Chilling Effect on Undocumented Workers:
The threat of increased deportations may discourage undocumented workers from participating in the labor force, causing a hidden contraction in labor market engagement.
"It's possible that undocumented workers are stepping out of the workforce temporarily to avoid detection..."
— Sam Coffin [08:36]
This potential withdrawal could mean that the reported unemployment rate of 4.2% is masking deeper labor market vulnerabilities.
The interplay between immigration policy and economic indicators is expected to influence the Federal Reserve's actions regarding interest rates.
Delayed Fed Response:
With immigration controls contributing to slower labor force growth and subdued unemployment rate increases, the Fed may postpone discussions of interest rate cuts until 2026, contrary to earlier predictions of cuts starting in March of the following year.

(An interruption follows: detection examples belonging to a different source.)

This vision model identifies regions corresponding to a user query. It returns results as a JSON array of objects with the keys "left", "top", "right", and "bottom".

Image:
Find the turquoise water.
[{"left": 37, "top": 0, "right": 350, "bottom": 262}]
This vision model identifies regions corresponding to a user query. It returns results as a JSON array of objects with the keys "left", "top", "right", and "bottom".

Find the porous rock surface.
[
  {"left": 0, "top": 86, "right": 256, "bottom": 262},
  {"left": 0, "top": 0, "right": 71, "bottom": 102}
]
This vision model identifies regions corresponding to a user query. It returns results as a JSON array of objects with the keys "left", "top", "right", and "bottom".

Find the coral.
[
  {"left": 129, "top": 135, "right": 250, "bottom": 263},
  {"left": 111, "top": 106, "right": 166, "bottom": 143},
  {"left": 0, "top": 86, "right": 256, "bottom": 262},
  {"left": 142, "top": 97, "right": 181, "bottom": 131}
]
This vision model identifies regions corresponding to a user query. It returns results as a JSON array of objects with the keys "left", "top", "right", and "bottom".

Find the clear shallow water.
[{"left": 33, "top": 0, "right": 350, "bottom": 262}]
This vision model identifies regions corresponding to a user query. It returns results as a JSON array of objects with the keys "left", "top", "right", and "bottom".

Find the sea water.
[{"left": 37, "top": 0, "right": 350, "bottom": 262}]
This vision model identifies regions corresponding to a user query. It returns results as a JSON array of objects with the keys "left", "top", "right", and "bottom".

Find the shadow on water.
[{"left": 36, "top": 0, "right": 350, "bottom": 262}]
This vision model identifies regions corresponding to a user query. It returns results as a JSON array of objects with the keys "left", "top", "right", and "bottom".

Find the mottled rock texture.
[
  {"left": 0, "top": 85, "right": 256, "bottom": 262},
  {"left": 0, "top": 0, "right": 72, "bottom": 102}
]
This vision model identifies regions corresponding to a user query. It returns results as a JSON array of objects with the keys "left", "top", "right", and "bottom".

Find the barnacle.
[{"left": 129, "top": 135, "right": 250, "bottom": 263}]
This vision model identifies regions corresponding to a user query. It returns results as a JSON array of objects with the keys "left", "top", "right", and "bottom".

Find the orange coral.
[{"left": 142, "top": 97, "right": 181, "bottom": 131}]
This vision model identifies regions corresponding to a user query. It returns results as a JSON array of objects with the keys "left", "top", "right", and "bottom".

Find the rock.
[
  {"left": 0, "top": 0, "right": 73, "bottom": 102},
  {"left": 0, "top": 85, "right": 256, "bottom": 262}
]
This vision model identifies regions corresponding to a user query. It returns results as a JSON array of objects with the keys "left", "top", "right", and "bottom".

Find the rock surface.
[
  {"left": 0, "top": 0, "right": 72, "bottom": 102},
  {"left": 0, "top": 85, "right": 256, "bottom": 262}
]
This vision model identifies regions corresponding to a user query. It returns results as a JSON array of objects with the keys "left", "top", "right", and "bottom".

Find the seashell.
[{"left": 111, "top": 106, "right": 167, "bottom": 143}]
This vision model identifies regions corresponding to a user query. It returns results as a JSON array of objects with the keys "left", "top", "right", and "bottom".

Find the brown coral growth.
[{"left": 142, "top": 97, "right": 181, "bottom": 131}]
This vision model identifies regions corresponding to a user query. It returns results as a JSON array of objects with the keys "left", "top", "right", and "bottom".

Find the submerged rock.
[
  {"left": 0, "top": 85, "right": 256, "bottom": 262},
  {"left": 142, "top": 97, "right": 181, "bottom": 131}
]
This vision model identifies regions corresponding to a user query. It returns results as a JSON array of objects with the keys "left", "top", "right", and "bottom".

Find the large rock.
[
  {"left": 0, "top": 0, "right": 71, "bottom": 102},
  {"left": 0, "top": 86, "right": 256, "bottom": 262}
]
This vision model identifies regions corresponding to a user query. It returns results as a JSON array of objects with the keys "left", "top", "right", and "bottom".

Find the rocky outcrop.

"This is why we think the Fed moves later, but ultimately cuts more. It's a combination of tariffs and immigration."
— Sam Coffin [09:28]
"Our baseline is that tariffs push inflation higher first... the Fed just stays on hold and it's not until the unemployment rate starts rising in 2026 that the Fed turns to cuts."
— Michael Gapen [09:36]
Michael Gapen and Sam Coffin conclude by acknowledging the fluid nature of the current immigration policy landscape and its evolving economic implications. They emphasize the importance of monitoring policy developments closely, as changes could significantly alter economic forecasts and Federal Reserve strategies.
Notable Quotes:
Sam Coffin [01:07]: "What we saw at first was border encounters falling sharply to 30,000 a month from 200 or 300,000 a month last year. It was perhaps a surprise that they fell that sharply."
Sam Coffin [02:08]: "It would be about a fivefold increase in funding."
Sam Coffin [03:21]: "We expect now that those 500,000 are probably removed from the country over the next six months or so."
Michael Gapen [09:36]: "Our baseline is that tariffs push inflation higher first... the Fed just stays on hold and it's not until the unemployment rate starts rising in 2026 that the Fed turns to cuts."
This comprehensive summary encapsulates the critical discussions from the podcast episode, providing insights into how President Trump’s immigration policies are reshaping the U.S. economy, labor market dynamics, and Federal Reserve policies.